Bitcoin and Coinbase experienced significant gains earlier this week as the U.S. government stepped in to prevent a banking crisis from spreading throughout the economy. According to Coinmarketcap, Bitcoin jumped 15.6% in recent days, while Coinbase’s shares popped 10.7%, closing at $59.17.
The news of the banking crisis first broke on Sunday, with the closure of Signature Bank (SBNY) by federal and New York state regulators. The bank, which connected crypto firms to the traditional finance system, held $240 million in Coinbase corporate cash. Coinbase, however, has said that it expects to recover these funds.
In addition to Coinbase, the issuer of the stablecoin USD Coin, Circle Internet Financial, also experienced a rebound. Silicon Valley Bank, which held $3.3 billion in reserves for USD Coin, was protected by the U.S. government, making the $3.3 billion fully available.

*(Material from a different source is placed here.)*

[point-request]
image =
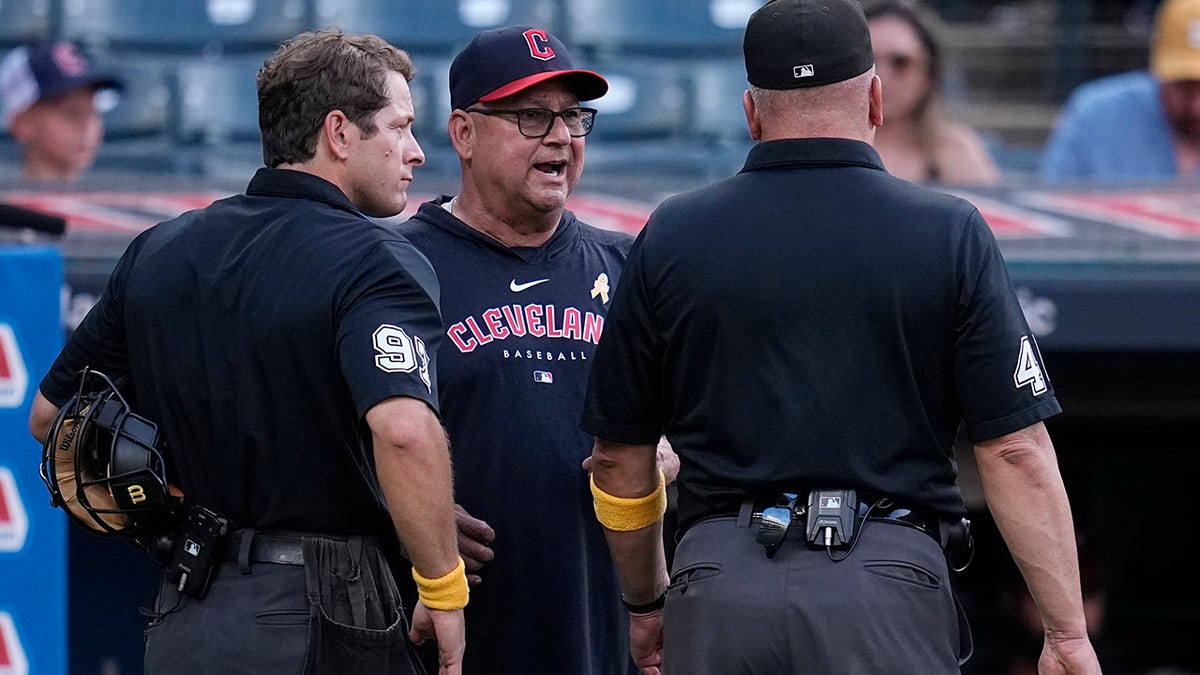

Stablecoins, like USD Coin, are often used by traders to get in or out of their positions in more volatile cryptocurrencies. They are also utilized by companies to store their capital and profits. As such, the rebound in USD Coin valuation is critical to Coinbase, accounting for around 80% of its interest income and 23% of total revenue in Q4, according to Mizuho Securities.
While the depositors in Silicon Valley Bank and Signature Bank will be protected, shareholders and certain unsecured debtholders will not be bailed out, according to the U.S. Treasury and FDIC. The collapse of crypto-friendly Silvergate Capital had already been putting pressure on Signature Bank before the crisis at Silicon Valley Bank emerged.
It is worth noting that the information on Coinbase’s revenue and interest income from USD Coin came from Mizuho Securities. Additionally, the article discusses the potential impact of this banking crisis on Bitcoin’s price in the long run, and how traders will continue to rely on stablecoins like USD Coin to navigate the cryptocurrency market.